Orlando Sentinel

Family finds love, life, richness in death

- Scott Maxwell Sentinel Columnist

The Chapin house near downtown Orlando is a tranquil place these days.

Soft acoustic music wafts from the pastel-colored bedroom where 15-year-old Blair rests.

Her parents stay busy taking calls from friends and family, who send meals and slip notes of support through the mail slot in the front door. But they never stray far from Blair’s bedroom. Her mother, Susan, checks in and puts a cold cloth on Blair’s forehead. Her father, Roger, sometimes crawls into bed with her to sing a song, watch a video or simply nap by her side. It is serene. And loving. And tragic. For Roger and Susan Chapin are waiting … for their daughter to die.

With hospice nurses present, they have begun the final chapter inevitably associated with Sanfilippo syndrome, a rare degenerati­ve condition denying Blair’s 80-pound body the digestive functions she needs to live.

You might expect the house to be filled with mourning. In many ways, it is.

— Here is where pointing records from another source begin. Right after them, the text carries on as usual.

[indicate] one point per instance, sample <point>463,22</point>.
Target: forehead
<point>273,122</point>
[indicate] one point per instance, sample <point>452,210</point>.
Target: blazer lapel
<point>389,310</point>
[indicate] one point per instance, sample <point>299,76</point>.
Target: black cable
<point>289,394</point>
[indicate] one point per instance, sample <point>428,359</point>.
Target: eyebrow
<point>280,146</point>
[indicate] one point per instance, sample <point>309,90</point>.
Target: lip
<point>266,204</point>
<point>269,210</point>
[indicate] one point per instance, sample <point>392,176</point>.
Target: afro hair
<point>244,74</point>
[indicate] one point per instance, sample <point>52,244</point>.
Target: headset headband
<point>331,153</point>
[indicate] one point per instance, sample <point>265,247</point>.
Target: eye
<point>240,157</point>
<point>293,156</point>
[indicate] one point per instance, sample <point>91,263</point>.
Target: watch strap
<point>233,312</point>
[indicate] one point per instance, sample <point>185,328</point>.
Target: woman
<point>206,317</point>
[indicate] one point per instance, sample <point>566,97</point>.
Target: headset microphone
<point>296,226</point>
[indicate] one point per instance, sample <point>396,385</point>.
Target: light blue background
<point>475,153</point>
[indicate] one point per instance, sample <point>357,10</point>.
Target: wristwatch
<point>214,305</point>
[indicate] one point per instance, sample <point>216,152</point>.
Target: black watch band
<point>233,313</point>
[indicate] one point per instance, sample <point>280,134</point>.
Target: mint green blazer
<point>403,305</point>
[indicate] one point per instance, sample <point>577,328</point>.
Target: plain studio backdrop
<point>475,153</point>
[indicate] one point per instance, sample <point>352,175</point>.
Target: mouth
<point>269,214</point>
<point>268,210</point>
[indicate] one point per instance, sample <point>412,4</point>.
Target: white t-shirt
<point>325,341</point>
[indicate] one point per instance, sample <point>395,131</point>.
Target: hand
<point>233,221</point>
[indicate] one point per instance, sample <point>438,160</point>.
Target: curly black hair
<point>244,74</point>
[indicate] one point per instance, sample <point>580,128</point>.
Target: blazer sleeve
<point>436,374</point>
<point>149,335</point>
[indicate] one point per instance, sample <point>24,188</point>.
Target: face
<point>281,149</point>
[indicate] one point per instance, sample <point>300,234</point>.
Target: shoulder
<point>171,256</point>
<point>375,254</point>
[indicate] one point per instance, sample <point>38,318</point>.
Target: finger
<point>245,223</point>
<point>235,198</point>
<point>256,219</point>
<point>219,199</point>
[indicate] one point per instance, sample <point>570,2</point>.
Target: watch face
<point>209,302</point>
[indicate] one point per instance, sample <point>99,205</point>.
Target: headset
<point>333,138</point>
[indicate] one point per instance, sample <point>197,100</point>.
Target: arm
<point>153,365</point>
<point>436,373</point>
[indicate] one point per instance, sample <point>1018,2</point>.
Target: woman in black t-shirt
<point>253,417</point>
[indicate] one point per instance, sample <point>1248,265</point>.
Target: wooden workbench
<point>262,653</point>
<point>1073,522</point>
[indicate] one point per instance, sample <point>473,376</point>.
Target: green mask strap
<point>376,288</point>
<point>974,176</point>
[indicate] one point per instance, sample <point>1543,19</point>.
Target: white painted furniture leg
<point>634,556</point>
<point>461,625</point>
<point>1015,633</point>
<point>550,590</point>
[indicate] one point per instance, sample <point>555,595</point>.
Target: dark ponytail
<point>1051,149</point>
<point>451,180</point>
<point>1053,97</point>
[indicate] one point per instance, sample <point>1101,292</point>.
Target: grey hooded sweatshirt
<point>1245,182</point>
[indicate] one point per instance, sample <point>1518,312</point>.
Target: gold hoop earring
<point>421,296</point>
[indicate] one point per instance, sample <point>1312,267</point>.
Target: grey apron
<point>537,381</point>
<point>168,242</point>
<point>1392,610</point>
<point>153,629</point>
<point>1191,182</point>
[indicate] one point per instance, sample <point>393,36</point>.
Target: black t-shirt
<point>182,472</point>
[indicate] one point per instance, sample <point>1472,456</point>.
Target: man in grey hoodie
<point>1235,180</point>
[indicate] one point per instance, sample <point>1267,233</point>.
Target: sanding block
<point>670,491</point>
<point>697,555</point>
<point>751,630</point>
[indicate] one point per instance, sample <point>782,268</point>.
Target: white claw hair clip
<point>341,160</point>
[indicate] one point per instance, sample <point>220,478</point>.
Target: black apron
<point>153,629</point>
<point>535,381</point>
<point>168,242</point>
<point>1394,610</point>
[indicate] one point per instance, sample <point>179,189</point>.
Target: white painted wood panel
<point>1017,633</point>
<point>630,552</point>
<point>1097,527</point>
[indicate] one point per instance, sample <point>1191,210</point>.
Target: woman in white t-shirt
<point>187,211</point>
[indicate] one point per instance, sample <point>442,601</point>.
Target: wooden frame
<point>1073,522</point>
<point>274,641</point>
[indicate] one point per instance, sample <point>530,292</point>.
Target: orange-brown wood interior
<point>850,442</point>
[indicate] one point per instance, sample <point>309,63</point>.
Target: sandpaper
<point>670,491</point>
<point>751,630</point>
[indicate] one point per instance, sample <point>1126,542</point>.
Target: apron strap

But the Chapins also spend their days giving thanks for all the love and light Blair brought into their lives — for how much “richer” they are because of her.

That was how Roger described it when telling his younger daughter, Grey — a sophistica­ted 13-year-old who’s fiercely protective of her big sister — that the end was near.

“We cried together,” Roger said. “We talked about her body giving up, how it’s tired and she’s ready to go to heaven. But we also talked about how much richer our lives have been because of Blair.”

Blair opened new doors for the family — sometimes quite literally, Susan said, recalling the time that Blair ran next door, flung open their neighbor’s front door and burst into their kitchen.

You get to know people better that way.

“She has drawn people into our life,” Susan said. “They fall in love with Blair, and we fall in love with them because they love Blair.”

It was this sense of gratitude that drew me to the Chapins’ house last week.

The family had been sharing fond memories and notes of thanks on social media, and I found their spirit of gratitude rather remarkable. For I simply can’t imagine. The crises in my own teenage daughter’s life involve trying to select the perfect monologue for her next theater audition and figuring out how she can earn enough money to fill up her gas tank.

Blair’s struggle has been simply to live.

It has been a long, steady decline — from a healthy start to diagnosis at age 6 to years of therapy and then a loss of motor skills.